En 2017, Cédric Le Penven, qui, petit garçon, avait souffert de la brutalité de son père, signait un recueil de poèmes, l’émouvant Joachim, dans lequel il s’interrogeait sur sa capacité à devenir père à son tour. Dans Un sol trop fertile publié actuellement, le poète revient sur cette enfance qui le hante toujours, sur les coups qu’il a reçus et qui ne passent pas, sur le doute de soi qui l’a envahi à ce moment-là et qui persiste encore aujourd’hui.
Cédric Le Penven
Un sol trop fertile
(Unes)
En 2017, Cédric Le Penven, qui, petit garçon, avait souffert de la brutalité de son père, signait un recueil de poèmes, l’émouvant Joachim, dans lequel il s’interrogeait sur sa capacité à devenir père à son tour. Dans Un sol trop fertile publié actuellement, le poète revient sur cette enfance qui le hante toujours, sur les coups qu’il a reçus et qui ne passent pas, sur le doute de soi qui l’a envahi à ce moment-là et qui persiste encore aujourd’hui.

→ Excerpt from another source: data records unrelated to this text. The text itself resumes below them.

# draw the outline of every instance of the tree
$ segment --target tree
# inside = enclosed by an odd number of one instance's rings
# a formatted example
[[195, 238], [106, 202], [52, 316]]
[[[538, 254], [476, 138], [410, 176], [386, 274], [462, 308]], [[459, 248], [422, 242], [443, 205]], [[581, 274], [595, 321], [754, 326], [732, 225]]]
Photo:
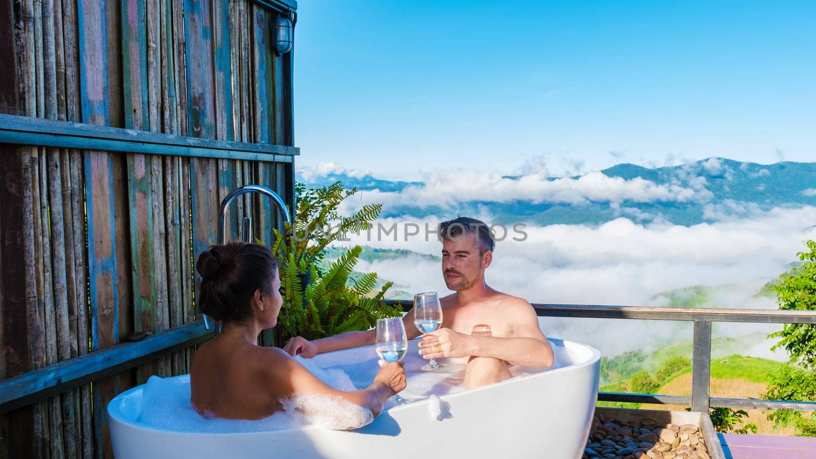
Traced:
[[[808, 252], [796, 255], [805, 263], [779, 276], [769, 286], [776, 293], [780, 310], [816, 310], [816, 242], [805, 243]], [[768, 335], [780, 338], [771, 350], [784, 348], [790, 357], [788, 364], [771, 377], [765, 398], [772, 400], [816, 401], [816, 326], [809, 323], [787, 323], [779, 332]], [[778, 429], [793, 423], [801, 435], [816, 434], [816, 414], [777, 411], [768, 419]]]
[[[807, 241], [805, 244], [808, 252], [796, 254], [805, 263], [783, 273], [779, 281], [770, 286], [780, 310], [816, 310], [816, 242]], [[768, 337], [781, 338], [771, 350], [783, 347], [792, 363], [816, 368], [816, 325], [786, 323], [782, 331]]]

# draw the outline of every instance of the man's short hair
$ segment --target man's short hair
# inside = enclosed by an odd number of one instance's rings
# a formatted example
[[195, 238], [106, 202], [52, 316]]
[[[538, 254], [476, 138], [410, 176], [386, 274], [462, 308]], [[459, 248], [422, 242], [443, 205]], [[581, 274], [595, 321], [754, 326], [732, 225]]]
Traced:
[[487, 251], [493, 252], [495, 249], [496, 243], [493, 239], [490, 229], [481, 220], [469, 216], [458, 216], [439, 224], [440, 240], [457, 239], [463, 234], [476, 235], [480, 256]]

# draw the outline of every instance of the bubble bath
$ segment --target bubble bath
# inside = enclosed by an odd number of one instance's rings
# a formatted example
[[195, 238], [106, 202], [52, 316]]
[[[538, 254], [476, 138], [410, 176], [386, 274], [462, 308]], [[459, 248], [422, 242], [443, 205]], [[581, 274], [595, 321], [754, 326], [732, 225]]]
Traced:
[[[550, 341], [552, 368], [512, 367], [514, 377], [468, 390], [461, 385], [463, 364], [440, 359], [442, 370], [419, 370], [426, 361], [412, 340], [405, 358], [407, 388], [401, 392], [408, 402], [395, 405], [389, 399], [375, 418], [343, 399], [297, 394], [282, 400], [284, 412], [264, 419], [208, 418], [190, 403], [188, 375], [151, 378], [108, 406], [114, 454], [351, 458], [387, 450], [389, 457], [407, 458], [422, 444], [432, 444], [434, 457], [503, 457], [512, 445], [517, 457], [577, 458], [594, 412], [600, 354], [578, 343]], [[370, 345], [297, 359], [341, 390], [368, 386], [379, 368]]]

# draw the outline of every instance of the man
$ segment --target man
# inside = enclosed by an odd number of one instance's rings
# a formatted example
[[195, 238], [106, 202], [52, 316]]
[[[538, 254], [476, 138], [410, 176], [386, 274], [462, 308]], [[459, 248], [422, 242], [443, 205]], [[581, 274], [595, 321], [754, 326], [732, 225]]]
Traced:
[[[485, 281], [495, 243], [483, 222], [459, 217], [440, 225], [442, 275], [455, 293], [440, 300], [442, 328], [426, 333], [419, 354], [426, 359], [467, 363], [463, 385], [478, 387], [511, 377], [508, 364], [549, 367], [552, 349], [526, 301], [498, 292]], [[402, 319], [408, 338], [419, 336], [413, 310]], [[374, 344], [373, 330], [349, 332], [309, 341], [295, 336], [284, 350], [304, 358]]]

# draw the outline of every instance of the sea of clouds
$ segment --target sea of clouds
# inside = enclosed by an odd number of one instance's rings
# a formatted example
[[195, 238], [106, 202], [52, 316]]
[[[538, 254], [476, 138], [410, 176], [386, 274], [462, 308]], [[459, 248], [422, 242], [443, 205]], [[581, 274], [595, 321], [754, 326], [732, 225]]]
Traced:
[[[716, 169], [716, 161], [703, 163]], [[666, 221], [641, 223], [636, 216], [621, 216], [601, 225], [551, 225], [523, 228], [524, 240], [512, 231], [519, 221], [496, 221], [485, 207], [472, 215], [488, 224], [504, 225], [510, 233], [496, 245], [493, 264], [486, 277], [502, 292], [530, 302], [590, 305], [665, 305], [655, 295], [690, 286], [715, 287], [709, 303], [713, 307], [774, 309], [773, 298], [756, 293], [796, 260], [803, 241], [816, 238], [816, 207], [774, 207], [712, 199], [705, 180], [691, 171], [675, 184], [659, 185], [636, 178], [607, 177], [600, 172], [580, 177], [546, 180], [546, 171], [532, 171], [514, 177], [497, 172], [458, 171], [428, 174], [422, 185], [401, 192], [366, 190], [344, 203], [341, 215], [350, 215], [369, 203], [410, 203], [414, 208], [444, 205], [446, 215], [405, 215], [380, 219], [384, 234], [375, 228], [370, 234], [352, 234], [340, 245], [368, 245], [408, 249], [439, 255], [441, 243], [424, 229], [456, 216], [456, 203], [486, 196], [494, 202], [505, 199], [577, 203], [591, 200], [610, 206], [623, 200], [698, 202], [712, 223], [691, 226]], [[406, 236], [413, 225], [419, 234]], [[500, 229], [497, 229], [500, 232]], [[410, 232], [414, 232], [413, 230]], [[441, 264], [420, 256], [367, 262], [361, 271], [374, 271], [393, 281], [395, 289], [408, 292], [449, 291], [441, 277]], [[657, 348], [691, 338], [690, 324], [623, 320], [544, 319], [550, 335], [583, 341], [614, 354], [633, 349]], [[778, 326], [715, 324], [716, 336], [744, 336], [778, 329]], [[743, 354], [772, 357], [769, 344], [759, 342]], [[784, 355], [773, 357], [783, 359]]]

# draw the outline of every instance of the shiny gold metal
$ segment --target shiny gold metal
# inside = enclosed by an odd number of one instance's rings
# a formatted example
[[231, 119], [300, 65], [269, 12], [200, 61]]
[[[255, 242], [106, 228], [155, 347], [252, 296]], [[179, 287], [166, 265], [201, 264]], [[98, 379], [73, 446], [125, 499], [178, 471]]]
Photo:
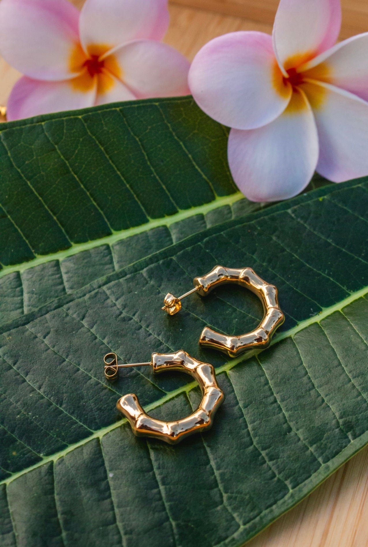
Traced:
[[[108, 362], [110, 359], [112, 360]], [[212, 365], [197, 361], [183, 350], [176, 353], [153, 353], [151, 363], [119, 365], [115, 353], [108, 353], [104, 361], [105, 376], [109, 380], [116, 379], [119, 368], [151, 365], [154, 373], [165, 370], [187, 373], [199, 384], [202, 400], [198, 408], [186, 418], [174, 422], [151, 417], [145, 412], [134, 393], [119, 399], [116, 407], [128, 418], [133, 433], [137, 437], [153, 437], [169, 444], [176, 444], [189, 435], [209, 429], [216, 411], [225, 399]]]
[[7, 107], [0, 106], [0, 121], [7, 121]]
[[261, 299], [264, 315], [260, 324], [252, 332], [239, 336], [229, 336], [220, 334], [209, 327], [203, 329], [199, 343], [224, 352], [231, 357], [236, 357], [248, 350], [268, 347], [275, 331], [285, 321], [285, 316], [279, 306], [277, 289], [261, 279], [251, 268], [237, 269], [216, 266], [203, 277], [195, 277], [193, 282], [194, 289], [180, 298], [168, 294], [163, 310], [170, 315], [174, 315], [181, 310], [180, 301], [185, 296], [195, 291], [198, 291], [201, 296], [205, 296], [215, 287], [227, 283], [235, 283], [245, 287]]
[[180, 311], [181, 310], [181, 300], [182, 300], [183, 298], [188, 296], [189, 294], [193, 294], [193, 293], [198, 290], [198, 288], [199, 287], [196, 287], [194, 289], [192, 289], [192, 290], [186, 293], [185, 294], [183, 294], [182, 296], [180, 296], [179, 298], [169, 293], [164, 299], [164, 304], [165, 305], [161, 309], [166, 312], [169, 315], [175, 315], [175, 313], [177, 313], [178, 311]]

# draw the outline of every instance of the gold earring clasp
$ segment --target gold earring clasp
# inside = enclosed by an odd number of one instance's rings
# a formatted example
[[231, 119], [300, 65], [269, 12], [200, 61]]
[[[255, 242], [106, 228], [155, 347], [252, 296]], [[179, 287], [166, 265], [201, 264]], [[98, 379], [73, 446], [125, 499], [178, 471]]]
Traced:
[[153, 353], [151, 363], [119, 365], [115, 353], [108, 353], [104, 362], [105, 376], [109, 380], [117, 377], [119, 368], [150, 365], [154, 373], [165, 370], [187, 373], [199, 384], [202, 400], [198, 408], [186, 418], [173, 422], [156, 420], [148, 416], [134, 393], [124, 395], [119, 399], [116, 407], [128, 418], [133, 433], [137, 437], [153, 437], [169, 444], [176, 444], [189, 435], [209, 429], [216, 411], [225, 399], [212, 365], [197, 361], [183, 350], [176, 353]]
[[216, 266], [209, 274], [193, 280], [194, 288], [180, 298], [170, 293], [165, 298], [165, 310], [170, 315], [174, 315], [181, 309], [182, 298], [198, 292], [201, 296], [209, 294], [220, 285], [235, 283], [246, 287], [256, 294], [263, 306], [263, 318], [258, 327], [250, 333], [239, 336], [221, 334], [209, 327], [204, 328], [199, 337], [199, 343], [214, 349], [224, 352], [231, 357], [236, 357], [248, 350], [268, 347], [277, 329], [285, 321], [285, 316], [280, 309], [278, 290], [261, 279], [251, 268], [225, 268]]

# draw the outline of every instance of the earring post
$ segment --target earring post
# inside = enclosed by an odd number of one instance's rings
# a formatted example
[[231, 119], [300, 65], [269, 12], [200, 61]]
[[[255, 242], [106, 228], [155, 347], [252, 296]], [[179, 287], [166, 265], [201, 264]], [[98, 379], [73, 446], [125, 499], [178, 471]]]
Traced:
[[186, 293], [185, 294], [183, 294], [182, 296], [179, 296], [179, 300], [182, 300], [183, 298], [186, 298], [187, 296], [188, 296], [189, 294], [193, 294], [193, 293], [197, 292], [199, 288], [199, 287], [195, 287], [194, 289], [192, 289], [192, 290], [189, 290], [187, 293]]
[[127, 369], [128, 366], [130, 367], [130, 366], [151, 366], [151, 363], [132, 363], [131, 364], [128, 363], [126, 365], [113, 365], [113, 364], [105, 365], [105, 368], [108, 369], [111, 368], [112, 366], [113, 366], [115, 368], [117, 368], [118, 369]]

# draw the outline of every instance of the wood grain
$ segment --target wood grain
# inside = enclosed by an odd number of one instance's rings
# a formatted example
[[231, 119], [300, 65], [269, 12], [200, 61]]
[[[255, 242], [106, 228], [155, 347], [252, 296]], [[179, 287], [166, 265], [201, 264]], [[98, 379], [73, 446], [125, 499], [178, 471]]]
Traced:
[[[306, 0], [308, 1], [308, 0]], [[81, 7], [83, 0], [74, 0]], [[172, 0], [165, 41], [192, 60], [209, 40], [238, 30], [270, 33], [278, 0]], [[368, 31], [368, 0], [342, 0], [342, 39]], [[0, 104], [19, 74], [0, 58]], [[368, 547], [368, 448], [249, 547]]]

Quand en finit-on avec son enfance lorsque celle-ci n’a pas été la période fondatrice sur laquelle construire son avenir mais un moment de perpétuelle incertitude où la claque pouvait venir n’importe quand ? Quand devient-on un homme, un père, quelqu’un capable de donner la vie et d’aider à grandir ? Dans son précédent recueil, Verger (2019), deux ans après Joachim, l’auteur semblait s’apaiser dans les travaux des champs et la perspective de la pousse lente des arbres par lui plantés. Mais dans Un sol trop fertile, l’enfant répétant « en boucle qu’il a trois ans et demi », ce sont les mauvaises herbes du doute qui envahissent la vie de l’auteur. Dès les toutes premières pages, le ton est ainsi donné quand il confie : « les larmes aux yeux quand tu songes au fils qui te réinvente ».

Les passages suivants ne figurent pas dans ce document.